On one of the first islands Odysseus visited, for example, the inhabitants lived off the intoxicating fruit of a native plant. The Lotus-Eaters were so enthralled by the fruit that they thought of nothing else, and Odysseus had to flee the island quickly before his crew was similarly drugged.
While some have said that the giant, cannibalistic Laestrygonians lived on the southern coast of Sicily, the exact location of their city, Telepylos, is not given in the Odyssey.
The island of the cyclopes is not even given a name in the Odyssey. It has often been interpreted as part of Sicily by later historians.
Thrinacia has also been identified by some as Sicily, although others believe it may have been Malta. The legendary island was where the sun god Helios pastured his cattle.
While many of the islands in the Odyssey have been identified as real-world locations, the Isles of the Blessed were far more mythical.
The Isles of the Blessed were seen as barely even belonging to the same realm as earth. While they existed somewhere in the Atlantic Ocean, they were also a part of the afterlife.

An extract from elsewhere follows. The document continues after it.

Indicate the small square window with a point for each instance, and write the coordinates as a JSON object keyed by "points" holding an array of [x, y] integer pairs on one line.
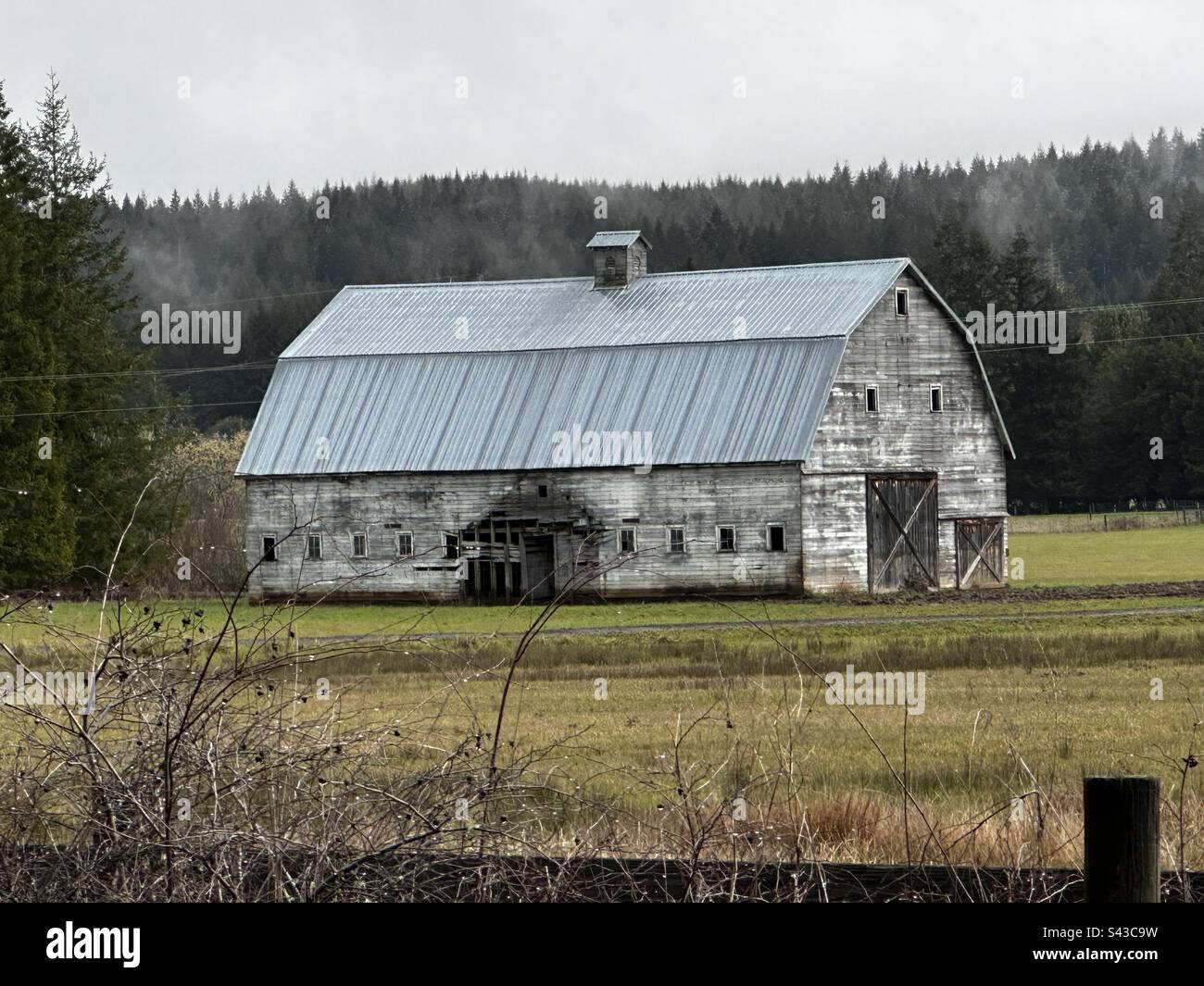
{"points": [[775, 537], [677, 541], [626, 541]]}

While earlier Greek thought had held that the Underworld was a uniformly grim and dreary place, later ideas about a more pleasant possibility took hold. Those who lived particularly good lives might find a place in the Elysian Fields, while the truly great would eventually be taken to the Isles of the Blessed.
Those who were judged worthy, it was said, would have a chance to be reincarnated after reaching the Elysium Fields. If they lived good enough lives to attain this paradise three times, they would be rewarded with eternity on the Isles of the Blessed.

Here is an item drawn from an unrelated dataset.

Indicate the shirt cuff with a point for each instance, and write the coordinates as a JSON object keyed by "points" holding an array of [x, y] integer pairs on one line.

The White Island, as this place was also sometimes called, were a place of constant beauty and leisure. The people there enjoyed entertainments, feasts, and material comfort in a land of eternally fair weather.
Because it was so difficult to achieve this honor, only the greatest heroes and kings of Greek mythology were believed to have gone to the Isles of the Blessed. This reward gave them near god-like status and some people believed that they could hear prayers and act as intermediaries with the Olympians.
The Isles of the Blessed were most often said to be ruled by Rhadamanthys, one of Zeus’s sons by Europa. Some, however, claimed that Cronos had been given kingship there after being released from Tartarus.
Some mythical islands in Greek mythology were notable not for their inhabitants, but for the wonders that were found there.
The Greeks believed that the Mediterranean Sea was at the center of the world. The people, plants, and animals there were generally well-known to them and familiar.
The farther away one went from this center, however, more amazing and foreign things could be found. This included not only the strange human races and exotic animals, but incredible places as well.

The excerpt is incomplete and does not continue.